Ad una lettura più intima delle mobilitazioni recenti, senza dimenticare quelle più lontane intraprese dal 2008, si potrebbe affermare che si è arrivati ad una fase conclusiva, poiché le tematiche e le piattaforme portate avanti hanno, in parte trovato risposta dalla riforma Renzo – Giannini. Sia chiaro, le richieste hanno sempre avuto un carattere più rivendicativo che vertenziale, accomunando un poco tutto nello slogan “Immissione in ruolo di tutti i precari”. A ben vedere, però, essendo quello salariale l’unico binario sul quale ha viaggiato il treno della contestazione; esso si perde nel vuoto man mano che la situazione salariale stessa migliora o, sarebbe meglio dire, non peggiora alla stessa velocità che colpisce il resto del lavoro dipendente, pubblico o privato che sia.

La questione salariale ha portato, ad avviso dello scrivente, più problemi che alto, in quanto è un ostacolo ad un allargamento della mobilitazione verso il protagonismo degli studenti nonché al resto della società. Perché mai gli studenti dovrebbero sostenere la lotta salariale di una categoria che non percepiscono, a volte giustamente, come vicina alle proprie rivendicazioni? E perché mai una famiglia, magari in difficoltà economica, dovrebbe sostenere una lotta salariale di un lavoratore che non sempre è più povero di tanti altri, pur intellettualmente preparati?

Quel che è mancata è stata un’idea progettuale di rinnovamento radicale dell’istituzione scolastica. Questo grande assente, pur se da molti rincorso, non è stato mai al centro delle discussioni. Sta probabilmente qui la grande differenza con le mobilitazioni del passato (che non sono partite dagli insegnanti) e, oggi, si paga totalmente il conto di questa situazione.

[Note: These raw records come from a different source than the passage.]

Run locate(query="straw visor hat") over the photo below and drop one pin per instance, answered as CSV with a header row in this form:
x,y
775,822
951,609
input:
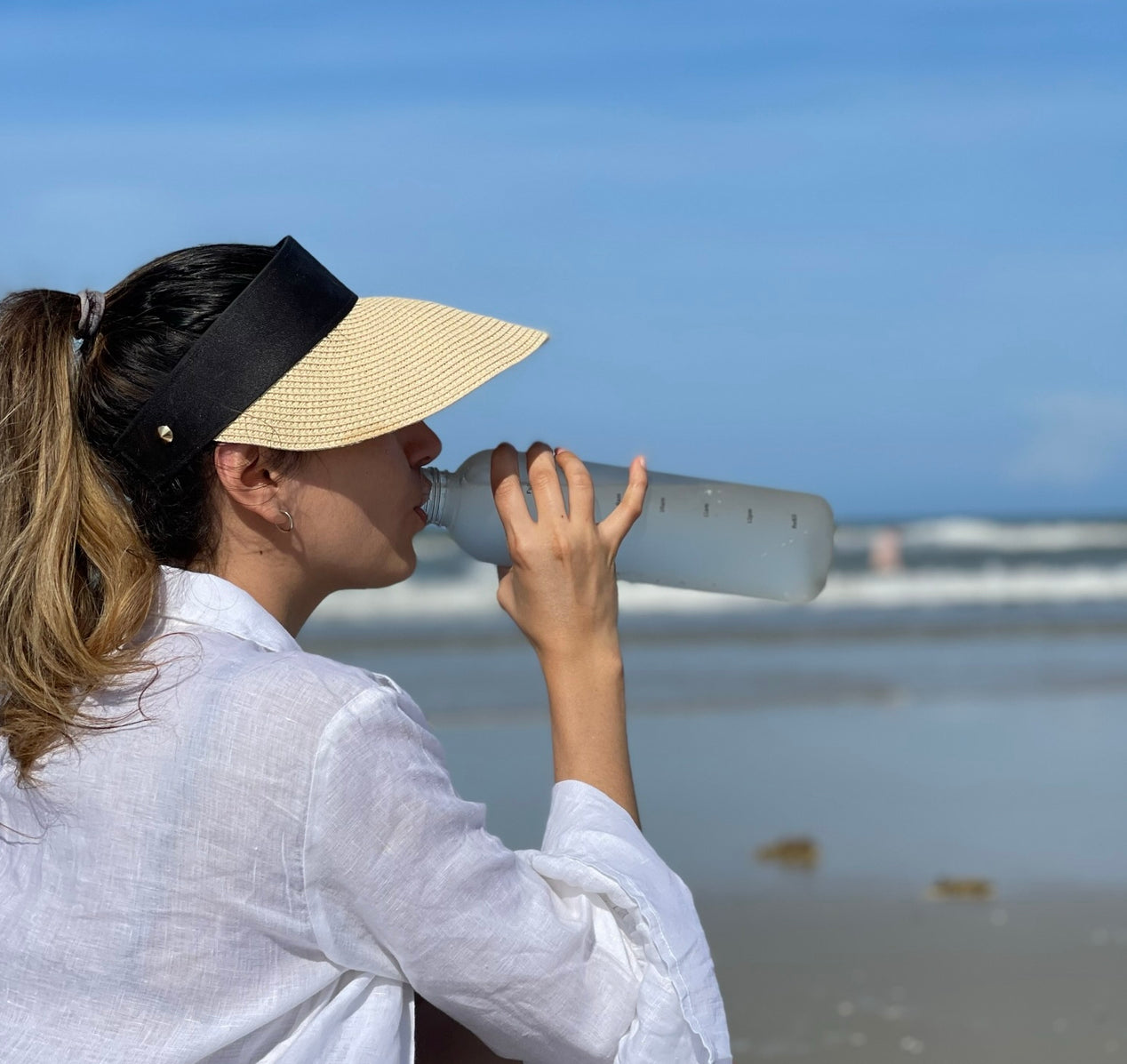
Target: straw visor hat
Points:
x,y
298,362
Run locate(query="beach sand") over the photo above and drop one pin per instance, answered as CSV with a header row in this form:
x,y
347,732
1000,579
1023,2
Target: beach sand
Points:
x,y
1035,980
991,753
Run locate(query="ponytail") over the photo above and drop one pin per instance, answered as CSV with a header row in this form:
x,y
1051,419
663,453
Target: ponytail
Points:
x,y
76,579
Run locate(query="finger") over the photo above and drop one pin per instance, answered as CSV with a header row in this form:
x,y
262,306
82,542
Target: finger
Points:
x,y
580,492
620,520
545,480
508,495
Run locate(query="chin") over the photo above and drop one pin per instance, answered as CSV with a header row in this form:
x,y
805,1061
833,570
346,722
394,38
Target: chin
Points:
x,y
396,569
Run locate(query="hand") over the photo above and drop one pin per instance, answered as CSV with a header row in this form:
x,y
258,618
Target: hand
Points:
x,y
560,588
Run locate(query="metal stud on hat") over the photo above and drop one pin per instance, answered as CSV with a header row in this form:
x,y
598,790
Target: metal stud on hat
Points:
x,y
300,363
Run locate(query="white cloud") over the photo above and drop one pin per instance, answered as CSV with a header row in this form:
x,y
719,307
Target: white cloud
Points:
x,y
1077,438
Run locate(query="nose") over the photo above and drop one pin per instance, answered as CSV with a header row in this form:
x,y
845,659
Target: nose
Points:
x,y
420,443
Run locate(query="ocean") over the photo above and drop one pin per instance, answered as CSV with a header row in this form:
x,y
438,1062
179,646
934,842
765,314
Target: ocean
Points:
x,y
953,706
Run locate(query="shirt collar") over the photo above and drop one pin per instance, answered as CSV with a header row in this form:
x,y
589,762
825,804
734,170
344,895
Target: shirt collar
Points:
x,y
209,601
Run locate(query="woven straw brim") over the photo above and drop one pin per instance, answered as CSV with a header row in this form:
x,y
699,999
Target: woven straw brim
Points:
x,y
389,363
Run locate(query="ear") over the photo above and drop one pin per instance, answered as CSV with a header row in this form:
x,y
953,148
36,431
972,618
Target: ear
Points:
x,y
246,480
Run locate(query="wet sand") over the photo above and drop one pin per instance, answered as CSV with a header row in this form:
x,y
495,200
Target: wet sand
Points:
x,y
1034,980
974,753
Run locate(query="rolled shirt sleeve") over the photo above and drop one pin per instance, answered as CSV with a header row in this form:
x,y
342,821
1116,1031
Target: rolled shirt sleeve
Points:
x,y
588,949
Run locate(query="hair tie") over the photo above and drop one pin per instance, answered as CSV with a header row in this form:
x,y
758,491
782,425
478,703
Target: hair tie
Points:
x,y
92,307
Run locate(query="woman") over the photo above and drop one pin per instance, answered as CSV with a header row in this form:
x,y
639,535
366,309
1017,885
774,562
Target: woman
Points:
x,y
219,848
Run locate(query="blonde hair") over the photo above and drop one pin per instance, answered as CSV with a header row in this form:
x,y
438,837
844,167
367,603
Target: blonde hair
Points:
x,y
76,580
83,533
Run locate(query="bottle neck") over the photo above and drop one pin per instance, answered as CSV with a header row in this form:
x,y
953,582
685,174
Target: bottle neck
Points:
x,y
436,505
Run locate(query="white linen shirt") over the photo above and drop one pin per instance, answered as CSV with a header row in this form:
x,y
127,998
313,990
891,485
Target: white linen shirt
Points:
x,y
268,865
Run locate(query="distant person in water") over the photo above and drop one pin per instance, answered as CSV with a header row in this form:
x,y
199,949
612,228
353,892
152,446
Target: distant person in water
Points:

Di fatto il modello si scuola neo-liberista, che Renzi media dal modello anglosassone del suo idolo Tony Blair non ha trovato nessun reale ostacolo al suo affermarsi. La scuola che oggi si disegna è una scuola prettamente classista, (non priva di elementi razzisti e xenofobi) in cui viene presentato alle generazioni in formazione un modello basato sul concetto di lavoro=concessione. Come spiegare, infatti l’isterico riferimento agli stage formativi in azienda che coinvolgono anche per 600 h. Gli studenti e le studentesse? (200 facoltative per i licei, 400 per i tecnici, 400+200 facoltative per i professionali).

Quale altro motivo se non l’appropriazione della ricchezza prodotta dal lavoro è alla base di una pianificazione in cui i giovani sono portati ad interiorizzare l’obbligatorietà di essere solo ed esclusivamente lavoratori dipendenti?

La buona scuola sta marciando a ritmi veloci, ma ancora più rapido è il tentavo del “partito della nazione” di mutare il carattere ed il volto della società, a partire proprio dalla scuola, il nuovo e più pericoloso laboratorio del dogmatismo neo-liberista.